Layout is expensive because changing one element's dimensions can cascade and affect the positioning of others.


5. Paint

In the Paint phase (also called Repaint), the browser fills in the pixels for each element:

  • Background colors
  • Text
  • Borders
  • Shadows

The browser divides the page into layers. Elements with complex styles — like those using transform or opacity — get their own layer.


6. Compositing

In the Compositing phase, the browser takes all the layers and combines them in the correct order to produce the final frame on screen.

Elements on their own compositor layer (achieved with transform: translateZ(0) or will-change: transform) can be processed entirely on the GPU, skipping Layout and Paint entirely — which makes them the most performant to animate.


Performance: Reflow vs. Repaint vs. Compositing

Reflow (most expensive)

These operations trigger a full Layout recalculation:

  • Changing an element's dimensions (width, height, padding, margin)
  • Adding or removing elements
  • Changing font size
  • Reading certain properties (offsetWidth, offsetHeight, getBoundingClientRect())

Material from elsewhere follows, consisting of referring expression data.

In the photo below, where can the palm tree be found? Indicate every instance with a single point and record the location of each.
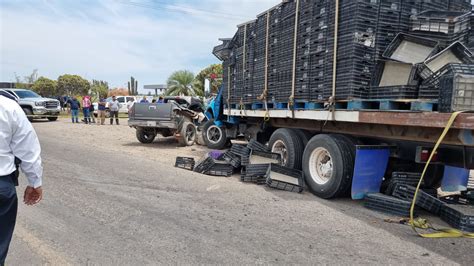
(180, 83)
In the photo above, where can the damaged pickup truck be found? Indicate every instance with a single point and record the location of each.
(177, 116)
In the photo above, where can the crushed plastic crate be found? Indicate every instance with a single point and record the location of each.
(204, 164)
(458, 216)
(258, 157)
(216, 155)
(220, 169)
(387, 204)
(255, 173)
(404, 178)
(284, 178)
(185, 163)
(257, 146)
(240, 150)
(232, 159)
(424, 200)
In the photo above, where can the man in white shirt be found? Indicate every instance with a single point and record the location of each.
(17, 140)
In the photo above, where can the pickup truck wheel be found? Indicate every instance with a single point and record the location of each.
(290, 145)
(144, 136)
(28, 113)
(214, 136)
(187, 134)
(328, 165)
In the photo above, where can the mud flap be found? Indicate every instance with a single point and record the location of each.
(369, 169)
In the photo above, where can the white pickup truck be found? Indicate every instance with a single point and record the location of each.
(36, 106)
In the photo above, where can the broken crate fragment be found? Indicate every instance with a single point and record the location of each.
(284, 178)
(255, 173)
(387, 204)
(185, 163)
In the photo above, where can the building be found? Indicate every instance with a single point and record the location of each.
(159, 89)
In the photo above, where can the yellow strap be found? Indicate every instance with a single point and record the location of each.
(423, 223)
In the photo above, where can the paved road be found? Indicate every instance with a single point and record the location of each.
(113, 205)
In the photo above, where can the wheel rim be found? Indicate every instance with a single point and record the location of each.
(321, 166)
(147, 136)
(190, 133)
(280, 148)
(214, 134)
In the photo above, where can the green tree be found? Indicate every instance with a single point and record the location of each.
(45, 87)
(73, 85)
(99, 89)
(213, 73)
(26, 82)
(181, 83)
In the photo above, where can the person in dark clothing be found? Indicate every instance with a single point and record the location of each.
(91, 113)
(75, 106)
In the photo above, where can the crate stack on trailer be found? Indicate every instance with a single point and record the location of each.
(264, 65)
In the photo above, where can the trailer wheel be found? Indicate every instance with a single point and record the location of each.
(145, 136)
(289, 144)
(304, 135)
(328, 165)
(215, 137)
(187, 134)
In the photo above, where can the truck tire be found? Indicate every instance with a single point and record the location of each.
(215, 137)
(28, 113)
(304, 135)
(144, 136)
(289, 144)
(187, 134)
(328, 165)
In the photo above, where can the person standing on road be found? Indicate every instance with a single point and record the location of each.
(114, 107)
(130, 104)
(86, 105)
(74, 105)
(91, 114)
(18, 145)
(101, 111)
(144, 100)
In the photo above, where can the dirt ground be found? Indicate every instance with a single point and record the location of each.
(112, 200)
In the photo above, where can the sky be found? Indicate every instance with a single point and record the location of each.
(112, 40)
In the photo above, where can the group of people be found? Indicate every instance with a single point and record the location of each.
(88, 109)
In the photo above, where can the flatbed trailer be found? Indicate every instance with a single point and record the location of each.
(308, 139)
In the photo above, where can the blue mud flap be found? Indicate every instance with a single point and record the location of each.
(369, 169)
(454, 179)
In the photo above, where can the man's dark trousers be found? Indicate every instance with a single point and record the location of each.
(8, 210)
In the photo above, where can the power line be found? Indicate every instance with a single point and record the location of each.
(183, 10)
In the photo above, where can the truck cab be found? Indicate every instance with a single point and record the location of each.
(36, 106)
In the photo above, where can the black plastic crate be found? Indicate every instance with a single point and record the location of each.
(232, 159)
(185, 163)
(424, 200)
(220, 169)
(387, 204)
(204, 164)
(394, 92)
(284, 178)
(457, 48)
(456, 93)
(240, 150)
(255, 173)
(259, 157)
(458, 216)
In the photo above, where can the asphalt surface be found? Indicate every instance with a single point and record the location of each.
(110, 200)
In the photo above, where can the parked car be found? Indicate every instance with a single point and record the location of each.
(35, 106)
(123, 100)
(177, 116)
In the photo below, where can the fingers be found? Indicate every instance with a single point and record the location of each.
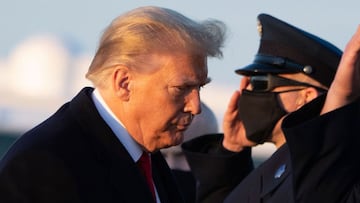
(346, 85)
(232, 106)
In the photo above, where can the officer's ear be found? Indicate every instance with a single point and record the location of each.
(308, 94)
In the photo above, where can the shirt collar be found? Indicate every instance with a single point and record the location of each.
(116, 126)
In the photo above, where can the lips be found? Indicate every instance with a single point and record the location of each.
(183, 127)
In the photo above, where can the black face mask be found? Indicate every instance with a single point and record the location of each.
(259, 111)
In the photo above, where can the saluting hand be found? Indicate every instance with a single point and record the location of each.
(346, 85)
(234, 131)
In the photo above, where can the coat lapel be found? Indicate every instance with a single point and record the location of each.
(124, 174)
(276, 171)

Reading layout properties forces the browser to calculate Layout immediately, even if it hasn't rendered yet. This is called forced synchronous layout.

Repaint (moderate cost)

Changing visual styles that don't affect size or position only triggers a Repaint:

  • color
  • background-color
  • visibility
  • box-shadow

Compositing only (cheapest)

These only affect the GPU compositing step — no Layout or Paint:

  • transform
  • opacity

Practical Tips

Batch style changes

JavaScript
// bad: each change may trigger a Reflow
element.style.width = '100px';
element.style.height = '200px';
element.style.margin = '10px';

// good: one change, one Reflow
element.className = 'new-style';
// or
element.style.cssText = 'width: 100px; height: 200px; margin: 10px;';

Don't mix reads and writes in a loop

JavaScript
// bad: reading offsetWidth inside the loop forces repeated Reflows
for (let i = 0; i < items.length; i++) {
  items[i].style.width = container.offsetWidth + 'px';
}

// good: read once, then write
const containerWidth = container.offsetWidth;
for (let i = 0; i < items.length; i++) {
  items[i].style.width = containerWidth + 'px';
}

Use transform instead of position properties for movement

JavaScript
// triggers Reflow
element.style.left = '100px';

// triggers Compositing only — much cheaper
element.style.transform = 'translateX(100px)';

Conclusion

The rendering pipeline in order:

Performance cost from highest to lowest: Reflow > Repaint > Compositing

The core principle for performant frontend code: avoid triggering Reflow wherever possible, and prefer properties that only trigger Compositing — transform and opacity.